The harvested fuki is transported to a work area, which is at the Takeuchi house. Here, the vegetable is categorized per size—fuki 1,000 mm or longer are L-size, and fuki 1,150 mm or more are 2L-size. In this manner, Takenori skillfully sorts the harvest.
“The methods of growing fuki have not changed much since I began farming 18 years ago. However, the sorting and packing routine has gone through much trial-and-error for more efficiency because we want to ship out as many cases as possible.”
After sorting is completed, the fuki is wrapped in cling-wrap and packed into cardboard boxes. Fuki plants are extremely susceptible to breaking, and cannot be used as a product when damaged. This is why everything from harvest to packaging needs to be done with great care by human hands. It is in-credible how this farm can ship out over 100 boxes containing four kilograms of fuki a day.
Even with shipping this much daily, the production amount of fuki on the Chita Peninsula has been decreasing every year. Last year, the JA Aichi Chita saw 550,000 boxes (four kilograms per box) of fuki shipped, but this is only one-fourth of the quantity of roughly 20 years ago. The 200 fuki farmers have been reduced to only 70.
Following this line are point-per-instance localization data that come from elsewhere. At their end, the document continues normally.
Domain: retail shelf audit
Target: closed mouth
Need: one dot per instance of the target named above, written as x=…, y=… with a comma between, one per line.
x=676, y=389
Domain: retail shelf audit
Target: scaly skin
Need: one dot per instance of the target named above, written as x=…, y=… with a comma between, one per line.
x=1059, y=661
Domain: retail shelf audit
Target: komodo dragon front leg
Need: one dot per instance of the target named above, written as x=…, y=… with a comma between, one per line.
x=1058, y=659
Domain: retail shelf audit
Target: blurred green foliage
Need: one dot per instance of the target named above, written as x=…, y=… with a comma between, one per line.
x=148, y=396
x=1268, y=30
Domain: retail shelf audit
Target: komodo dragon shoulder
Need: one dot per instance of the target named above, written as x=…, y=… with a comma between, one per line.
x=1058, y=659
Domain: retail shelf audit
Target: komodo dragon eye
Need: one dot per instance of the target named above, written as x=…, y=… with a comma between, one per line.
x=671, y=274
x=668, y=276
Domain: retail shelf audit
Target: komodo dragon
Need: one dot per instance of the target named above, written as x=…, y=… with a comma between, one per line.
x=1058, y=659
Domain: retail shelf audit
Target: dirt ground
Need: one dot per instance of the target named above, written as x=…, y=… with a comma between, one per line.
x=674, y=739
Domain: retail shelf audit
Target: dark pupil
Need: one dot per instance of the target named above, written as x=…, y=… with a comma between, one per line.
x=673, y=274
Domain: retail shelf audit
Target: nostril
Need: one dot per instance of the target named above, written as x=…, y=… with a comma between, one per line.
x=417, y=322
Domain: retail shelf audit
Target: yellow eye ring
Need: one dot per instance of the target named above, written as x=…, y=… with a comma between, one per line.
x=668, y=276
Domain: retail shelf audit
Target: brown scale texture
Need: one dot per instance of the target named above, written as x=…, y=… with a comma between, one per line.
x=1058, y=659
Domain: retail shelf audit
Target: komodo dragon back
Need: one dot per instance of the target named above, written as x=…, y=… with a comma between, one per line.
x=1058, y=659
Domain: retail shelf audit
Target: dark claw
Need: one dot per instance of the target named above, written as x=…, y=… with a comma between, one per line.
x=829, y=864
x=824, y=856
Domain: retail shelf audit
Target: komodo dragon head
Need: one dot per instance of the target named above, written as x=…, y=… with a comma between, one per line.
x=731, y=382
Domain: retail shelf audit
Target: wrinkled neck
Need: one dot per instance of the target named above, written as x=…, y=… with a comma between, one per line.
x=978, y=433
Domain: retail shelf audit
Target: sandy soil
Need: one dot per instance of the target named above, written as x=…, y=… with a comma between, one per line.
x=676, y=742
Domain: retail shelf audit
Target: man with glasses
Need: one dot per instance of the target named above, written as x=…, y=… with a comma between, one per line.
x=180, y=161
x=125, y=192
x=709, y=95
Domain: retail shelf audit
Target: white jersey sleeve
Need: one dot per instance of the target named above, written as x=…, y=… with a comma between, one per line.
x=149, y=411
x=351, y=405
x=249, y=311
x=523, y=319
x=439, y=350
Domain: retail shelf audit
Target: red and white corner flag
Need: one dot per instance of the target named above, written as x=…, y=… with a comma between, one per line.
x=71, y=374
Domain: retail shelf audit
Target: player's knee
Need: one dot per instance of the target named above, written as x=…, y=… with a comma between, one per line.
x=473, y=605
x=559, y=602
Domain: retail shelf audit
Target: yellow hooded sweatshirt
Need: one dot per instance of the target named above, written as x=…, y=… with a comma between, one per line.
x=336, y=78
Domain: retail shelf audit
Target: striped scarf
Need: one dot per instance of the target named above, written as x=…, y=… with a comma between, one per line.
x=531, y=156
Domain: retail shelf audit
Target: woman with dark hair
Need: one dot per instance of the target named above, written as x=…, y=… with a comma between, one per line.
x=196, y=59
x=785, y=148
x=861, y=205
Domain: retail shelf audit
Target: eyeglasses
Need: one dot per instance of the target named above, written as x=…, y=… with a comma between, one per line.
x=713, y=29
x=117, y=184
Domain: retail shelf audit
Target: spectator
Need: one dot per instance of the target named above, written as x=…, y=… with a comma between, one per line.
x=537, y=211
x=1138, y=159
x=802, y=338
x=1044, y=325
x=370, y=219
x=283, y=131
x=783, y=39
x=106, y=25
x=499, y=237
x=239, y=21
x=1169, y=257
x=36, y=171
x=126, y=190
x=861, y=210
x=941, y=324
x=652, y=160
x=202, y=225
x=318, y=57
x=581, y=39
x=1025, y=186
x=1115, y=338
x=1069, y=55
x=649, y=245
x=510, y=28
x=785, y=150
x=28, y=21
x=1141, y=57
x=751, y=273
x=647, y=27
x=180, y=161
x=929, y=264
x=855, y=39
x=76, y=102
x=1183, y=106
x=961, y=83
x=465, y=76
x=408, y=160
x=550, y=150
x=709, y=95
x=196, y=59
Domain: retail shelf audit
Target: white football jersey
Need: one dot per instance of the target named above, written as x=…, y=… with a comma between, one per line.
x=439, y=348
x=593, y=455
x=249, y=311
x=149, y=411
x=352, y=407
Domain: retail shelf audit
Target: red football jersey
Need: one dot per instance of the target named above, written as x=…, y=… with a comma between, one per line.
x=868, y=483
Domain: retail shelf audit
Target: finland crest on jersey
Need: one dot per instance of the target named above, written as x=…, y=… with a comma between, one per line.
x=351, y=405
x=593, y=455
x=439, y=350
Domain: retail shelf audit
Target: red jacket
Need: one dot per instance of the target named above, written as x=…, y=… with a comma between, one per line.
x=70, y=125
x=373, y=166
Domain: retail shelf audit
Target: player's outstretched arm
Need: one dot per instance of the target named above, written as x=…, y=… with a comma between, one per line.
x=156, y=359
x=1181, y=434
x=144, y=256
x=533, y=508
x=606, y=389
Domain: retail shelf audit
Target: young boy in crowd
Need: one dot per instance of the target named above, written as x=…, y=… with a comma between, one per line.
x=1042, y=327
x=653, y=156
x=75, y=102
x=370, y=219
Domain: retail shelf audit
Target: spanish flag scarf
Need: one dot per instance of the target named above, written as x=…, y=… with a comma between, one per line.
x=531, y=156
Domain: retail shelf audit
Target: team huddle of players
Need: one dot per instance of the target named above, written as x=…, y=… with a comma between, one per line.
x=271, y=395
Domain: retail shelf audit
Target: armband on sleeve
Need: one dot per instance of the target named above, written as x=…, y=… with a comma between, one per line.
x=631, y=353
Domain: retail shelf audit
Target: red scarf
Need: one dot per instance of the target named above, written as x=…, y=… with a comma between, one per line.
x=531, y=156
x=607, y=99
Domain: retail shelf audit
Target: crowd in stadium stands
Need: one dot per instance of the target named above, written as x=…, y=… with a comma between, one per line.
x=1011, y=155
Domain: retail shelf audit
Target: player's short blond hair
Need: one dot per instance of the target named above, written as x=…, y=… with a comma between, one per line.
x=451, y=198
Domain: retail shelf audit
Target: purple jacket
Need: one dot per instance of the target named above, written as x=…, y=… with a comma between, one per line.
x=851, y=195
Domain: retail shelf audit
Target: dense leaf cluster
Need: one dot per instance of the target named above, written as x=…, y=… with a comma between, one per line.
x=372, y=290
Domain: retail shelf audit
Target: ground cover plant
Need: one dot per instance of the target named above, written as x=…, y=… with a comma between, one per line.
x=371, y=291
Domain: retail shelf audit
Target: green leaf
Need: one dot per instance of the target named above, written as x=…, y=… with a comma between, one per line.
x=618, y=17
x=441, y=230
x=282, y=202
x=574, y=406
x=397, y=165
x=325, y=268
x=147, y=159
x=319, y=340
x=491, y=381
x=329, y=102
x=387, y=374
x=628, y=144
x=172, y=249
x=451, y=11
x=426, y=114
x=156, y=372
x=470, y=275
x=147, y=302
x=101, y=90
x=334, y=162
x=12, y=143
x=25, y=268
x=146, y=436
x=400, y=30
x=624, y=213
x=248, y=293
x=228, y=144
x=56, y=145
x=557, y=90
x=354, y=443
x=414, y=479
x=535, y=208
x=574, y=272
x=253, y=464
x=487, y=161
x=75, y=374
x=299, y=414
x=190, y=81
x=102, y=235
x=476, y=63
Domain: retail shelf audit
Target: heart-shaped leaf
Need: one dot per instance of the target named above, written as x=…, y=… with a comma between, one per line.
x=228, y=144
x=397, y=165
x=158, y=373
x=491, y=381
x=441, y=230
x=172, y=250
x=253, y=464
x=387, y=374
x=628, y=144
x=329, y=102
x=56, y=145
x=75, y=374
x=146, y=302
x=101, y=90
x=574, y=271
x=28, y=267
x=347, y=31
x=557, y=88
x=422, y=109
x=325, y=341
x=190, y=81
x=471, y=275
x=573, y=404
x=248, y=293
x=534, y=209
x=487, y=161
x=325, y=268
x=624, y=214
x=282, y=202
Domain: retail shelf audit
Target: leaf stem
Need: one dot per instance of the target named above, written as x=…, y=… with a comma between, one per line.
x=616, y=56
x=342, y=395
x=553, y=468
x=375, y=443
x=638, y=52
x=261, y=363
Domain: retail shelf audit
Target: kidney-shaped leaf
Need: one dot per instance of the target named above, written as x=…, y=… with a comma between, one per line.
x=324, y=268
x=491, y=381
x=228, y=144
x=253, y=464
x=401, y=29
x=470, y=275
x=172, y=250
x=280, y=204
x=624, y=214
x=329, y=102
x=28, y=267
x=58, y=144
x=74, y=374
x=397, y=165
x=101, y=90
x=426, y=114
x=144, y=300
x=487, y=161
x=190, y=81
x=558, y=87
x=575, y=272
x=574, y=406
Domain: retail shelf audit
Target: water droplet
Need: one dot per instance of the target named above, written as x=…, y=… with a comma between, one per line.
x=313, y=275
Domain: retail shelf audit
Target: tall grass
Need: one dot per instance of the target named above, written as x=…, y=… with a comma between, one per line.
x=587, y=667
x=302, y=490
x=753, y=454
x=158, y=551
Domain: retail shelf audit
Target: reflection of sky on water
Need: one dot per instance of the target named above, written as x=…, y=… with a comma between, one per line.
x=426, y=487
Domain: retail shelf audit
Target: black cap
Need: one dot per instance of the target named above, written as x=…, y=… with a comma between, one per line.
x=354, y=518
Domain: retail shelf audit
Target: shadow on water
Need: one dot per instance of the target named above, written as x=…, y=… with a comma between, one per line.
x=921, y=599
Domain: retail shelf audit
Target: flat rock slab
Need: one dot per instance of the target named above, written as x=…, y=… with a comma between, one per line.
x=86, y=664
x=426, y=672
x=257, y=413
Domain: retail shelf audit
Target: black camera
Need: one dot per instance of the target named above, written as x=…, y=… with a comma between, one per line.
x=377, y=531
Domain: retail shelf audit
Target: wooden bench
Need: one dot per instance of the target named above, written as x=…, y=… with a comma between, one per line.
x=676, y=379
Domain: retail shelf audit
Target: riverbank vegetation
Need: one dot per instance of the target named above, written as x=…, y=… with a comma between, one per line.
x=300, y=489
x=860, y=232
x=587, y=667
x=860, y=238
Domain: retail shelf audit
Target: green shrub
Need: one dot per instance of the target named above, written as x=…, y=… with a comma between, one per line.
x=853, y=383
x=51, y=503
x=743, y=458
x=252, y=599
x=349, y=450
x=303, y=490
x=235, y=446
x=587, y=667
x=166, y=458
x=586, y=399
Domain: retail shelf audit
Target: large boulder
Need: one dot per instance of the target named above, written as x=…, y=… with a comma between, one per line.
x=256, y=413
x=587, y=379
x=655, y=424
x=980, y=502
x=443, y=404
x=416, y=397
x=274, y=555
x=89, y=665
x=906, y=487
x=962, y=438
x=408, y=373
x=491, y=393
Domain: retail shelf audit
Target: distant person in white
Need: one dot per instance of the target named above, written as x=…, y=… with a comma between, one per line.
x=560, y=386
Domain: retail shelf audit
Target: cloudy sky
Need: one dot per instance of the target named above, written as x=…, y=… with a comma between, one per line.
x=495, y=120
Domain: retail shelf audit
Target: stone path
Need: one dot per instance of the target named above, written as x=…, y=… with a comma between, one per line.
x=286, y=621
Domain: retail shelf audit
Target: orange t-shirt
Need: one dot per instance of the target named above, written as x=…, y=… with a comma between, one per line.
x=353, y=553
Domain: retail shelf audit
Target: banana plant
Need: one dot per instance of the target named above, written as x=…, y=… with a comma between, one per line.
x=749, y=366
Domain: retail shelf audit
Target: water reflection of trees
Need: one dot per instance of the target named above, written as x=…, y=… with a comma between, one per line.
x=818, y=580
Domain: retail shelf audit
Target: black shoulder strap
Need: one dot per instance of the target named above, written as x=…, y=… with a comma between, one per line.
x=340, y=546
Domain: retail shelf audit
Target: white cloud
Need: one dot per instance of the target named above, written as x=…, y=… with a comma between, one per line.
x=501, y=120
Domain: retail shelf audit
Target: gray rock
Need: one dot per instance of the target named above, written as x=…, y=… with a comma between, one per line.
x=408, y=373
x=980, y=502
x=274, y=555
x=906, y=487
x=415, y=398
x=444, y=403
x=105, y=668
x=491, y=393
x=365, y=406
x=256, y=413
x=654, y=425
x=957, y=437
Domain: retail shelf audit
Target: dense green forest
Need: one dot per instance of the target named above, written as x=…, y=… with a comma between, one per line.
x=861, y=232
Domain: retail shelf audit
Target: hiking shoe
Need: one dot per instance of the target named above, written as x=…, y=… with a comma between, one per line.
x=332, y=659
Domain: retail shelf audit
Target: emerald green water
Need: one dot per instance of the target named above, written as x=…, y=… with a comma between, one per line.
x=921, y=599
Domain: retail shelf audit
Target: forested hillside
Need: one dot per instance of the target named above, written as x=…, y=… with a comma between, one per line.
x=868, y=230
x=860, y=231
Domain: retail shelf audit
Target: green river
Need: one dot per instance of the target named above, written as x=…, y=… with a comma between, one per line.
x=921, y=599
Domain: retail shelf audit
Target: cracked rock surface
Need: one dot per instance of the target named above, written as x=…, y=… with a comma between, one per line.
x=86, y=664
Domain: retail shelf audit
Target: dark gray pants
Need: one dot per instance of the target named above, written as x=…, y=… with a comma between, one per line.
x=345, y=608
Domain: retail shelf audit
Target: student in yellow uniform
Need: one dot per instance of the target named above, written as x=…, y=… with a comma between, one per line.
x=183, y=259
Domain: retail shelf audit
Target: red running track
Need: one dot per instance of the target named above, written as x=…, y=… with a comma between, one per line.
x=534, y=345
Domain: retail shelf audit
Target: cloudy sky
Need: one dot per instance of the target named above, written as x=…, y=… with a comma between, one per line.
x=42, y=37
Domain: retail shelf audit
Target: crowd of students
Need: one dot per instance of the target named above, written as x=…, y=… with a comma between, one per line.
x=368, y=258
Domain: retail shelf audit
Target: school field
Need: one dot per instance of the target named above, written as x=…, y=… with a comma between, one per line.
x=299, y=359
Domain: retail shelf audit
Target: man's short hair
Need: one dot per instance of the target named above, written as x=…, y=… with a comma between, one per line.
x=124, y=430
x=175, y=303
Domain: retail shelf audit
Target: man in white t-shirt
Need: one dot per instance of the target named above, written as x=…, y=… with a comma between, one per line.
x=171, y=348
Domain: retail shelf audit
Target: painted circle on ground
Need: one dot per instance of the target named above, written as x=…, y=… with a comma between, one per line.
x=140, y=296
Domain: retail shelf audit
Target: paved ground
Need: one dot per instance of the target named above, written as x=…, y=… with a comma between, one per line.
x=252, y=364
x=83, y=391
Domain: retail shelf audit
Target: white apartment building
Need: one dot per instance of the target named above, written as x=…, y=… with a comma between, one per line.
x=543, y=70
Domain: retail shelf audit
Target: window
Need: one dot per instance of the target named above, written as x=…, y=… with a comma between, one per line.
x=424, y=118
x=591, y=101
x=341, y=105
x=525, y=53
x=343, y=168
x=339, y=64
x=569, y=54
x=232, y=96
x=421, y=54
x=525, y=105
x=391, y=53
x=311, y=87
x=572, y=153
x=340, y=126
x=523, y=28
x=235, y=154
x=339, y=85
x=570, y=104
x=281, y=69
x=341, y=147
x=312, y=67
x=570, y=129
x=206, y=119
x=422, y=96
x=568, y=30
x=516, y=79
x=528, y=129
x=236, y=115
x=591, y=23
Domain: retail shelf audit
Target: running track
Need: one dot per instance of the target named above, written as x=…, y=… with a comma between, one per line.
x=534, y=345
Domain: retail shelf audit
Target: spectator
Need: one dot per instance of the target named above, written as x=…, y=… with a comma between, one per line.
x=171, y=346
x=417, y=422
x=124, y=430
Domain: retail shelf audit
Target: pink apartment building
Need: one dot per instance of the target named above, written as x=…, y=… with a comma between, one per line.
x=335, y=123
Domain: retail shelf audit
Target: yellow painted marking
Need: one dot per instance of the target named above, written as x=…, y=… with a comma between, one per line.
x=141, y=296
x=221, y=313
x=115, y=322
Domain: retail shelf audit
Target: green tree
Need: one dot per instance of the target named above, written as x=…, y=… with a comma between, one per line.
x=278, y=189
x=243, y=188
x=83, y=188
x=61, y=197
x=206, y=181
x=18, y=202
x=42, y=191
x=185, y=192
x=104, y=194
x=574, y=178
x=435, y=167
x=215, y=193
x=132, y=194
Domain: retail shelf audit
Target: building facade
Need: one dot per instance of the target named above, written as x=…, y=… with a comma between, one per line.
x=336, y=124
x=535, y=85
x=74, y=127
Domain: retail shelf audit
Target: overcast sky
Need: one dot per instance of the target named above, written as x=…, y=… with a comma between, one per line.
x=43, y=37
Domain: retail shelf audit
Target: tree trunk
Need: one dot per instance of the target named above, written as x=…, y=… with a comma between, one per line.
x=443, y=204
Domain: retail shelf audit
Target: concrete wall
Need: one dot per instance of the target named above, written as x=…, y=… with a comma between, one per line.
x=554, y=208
“The waves of the aging society and declining birthrate are hitting us, as there is nobody available to carry on the farms. Although fuki is produce that provides a good yield, stabilizing the crop may be challenging for new farmers.”
Another reason for decreasing production is the changes in eating habits of the Japanese.
“These days it is rare to see fuki dishes on a standard household’s dinner table. The famous children’s song Obento-bako no Uta (the lunch box song) has a line featuring fuki. That is how popular the veg-etable used to be in the past.”
Toshinobu speaks a matter-of-factly with a serene expression, and adds “We need to stay strong here, as the Chita fuki is the best in Japan.”
The Fuki Division and JA Aichi Chita have been developing new packaging for smaller portions, and implementing sampling at supermarkets to promote fuki to the consumers. They are attempting a comeback, with the goal of having fuki on everyone’s table once more.
Aichi Wase Fuki (greenhouse-grown)Source：Yuji Kojima, JA Aichi Chita
Haru fuki : February to May
Aki fuki : October to January
Fuki with green leaves and stems that are sturdy and straight
How to enjoy them
Along with the staple simmered dishes and kyarabuki (fuki boiled in soy sauce), fuki kakiage (mixed tempura) is also recommended. Remove the fuki strings and mince before mixing with ingredients such as carrots, onions, and shrimp. Deep-fry the mixture to make a kakiage. The fuki aroma stays strong, even if it is deep-fried thoroughly. The modern fuki is now much milder than in the past, and there is no need to remove the harsh taste before cooking items such as kakiage.